Login-AzureRmAccount
Set-AzureRmContext -SubscriptionId $subscriptionId
# Database to export
$DatabaseName = "DATABASE-NAME"
$ResourceGroupName = "RESOURCE-GROUP-NAME"
$ServerName = "SERVER-NAME"
$serverAdmin = "ADMIN-NAME"
$serverPassword = "ADMIN-PASSWORD"
$securePassword = ConvertTo-SecureString -String $serverPassword -AsPlainText -Force
$creds = New-Object -TypeName System.Management.Automation.PSCredential -ArgumentList $serverAdmin, $securePassword
# Generate a unique filename for the BACPAC
$bacpacFilename = $DatabaseName + (Get-Date).ToString("yyyyMMddHHmm") + ".bacpac"
# Storage account info for the BACPAC
$BaseStorageUri = "https://STORAGE-NAME.blob.core.windows.net/BLOB-CONTAINER-NAME/"
$BacpacUri = $BaseStorageUri + $bacpacFilename
$StorageKeytype = "StorageAccessKey"
$StorageKey = "YOUR STORAGE KEY"
$exportRequest = New-AzureRmSqlDatabaseExport -ResourceGroupName $ResourceGroupName -ServerName $ServerName `
-DatabaseName $DatabaseName -StorageKeytype $StorageKeytype -StorageKey $StorageKey -StorageUri $BacpacUri `
-AdministratorLogin $creds.UserName -AdministratorLoginPassword $creds.Password
$exportRequest
# Check status of the export
Get-AzureRmSqlDatabaseImportExportStatus -OperationStatusLink $exportRequest.OperationStatusLink
Then you could use Get-AzureRmSqlDatabaseImportExportStatus to see the details information, like below:
I got the same problem after updating some powershell packages which I do not remember exactly.

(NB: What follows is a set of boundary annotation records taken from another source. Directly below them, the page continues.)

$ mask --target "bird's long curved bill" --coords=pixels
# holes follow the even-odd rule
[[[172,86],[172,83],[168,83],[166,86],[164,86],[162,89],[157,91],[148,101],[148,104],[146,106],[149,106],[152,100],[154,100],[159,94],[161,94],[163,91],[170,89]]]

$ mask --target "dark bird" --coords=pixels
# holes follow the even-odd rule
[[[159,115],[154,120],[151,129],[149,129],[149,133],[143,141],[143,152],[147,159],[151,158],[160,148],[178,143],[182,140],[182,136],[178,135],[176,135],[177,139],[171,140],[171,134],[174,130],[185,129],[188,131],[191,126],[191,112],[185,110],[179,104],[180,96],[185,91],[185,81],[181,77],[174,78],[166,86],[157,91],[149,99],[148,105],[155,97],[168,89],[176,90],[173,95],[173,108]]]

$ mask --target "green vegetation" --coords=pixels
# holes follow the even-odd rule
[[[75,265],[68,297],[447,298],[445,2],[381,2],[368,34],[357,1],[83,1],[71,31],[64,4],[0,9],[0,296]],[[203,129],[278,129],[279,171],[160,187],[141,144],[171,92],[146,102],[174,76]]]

After the update my scripts started to fail.
My solution is :
Install the latest AzureRM from nuget via powershell
Use the other overload of Start-AzureSqlDatabaseExport which utilizes the parameters
-StorageContainerName and -StorageContext rather than -StorageContainer
It looks like if you pass the parameters to the function it will create the container object internally without crashing.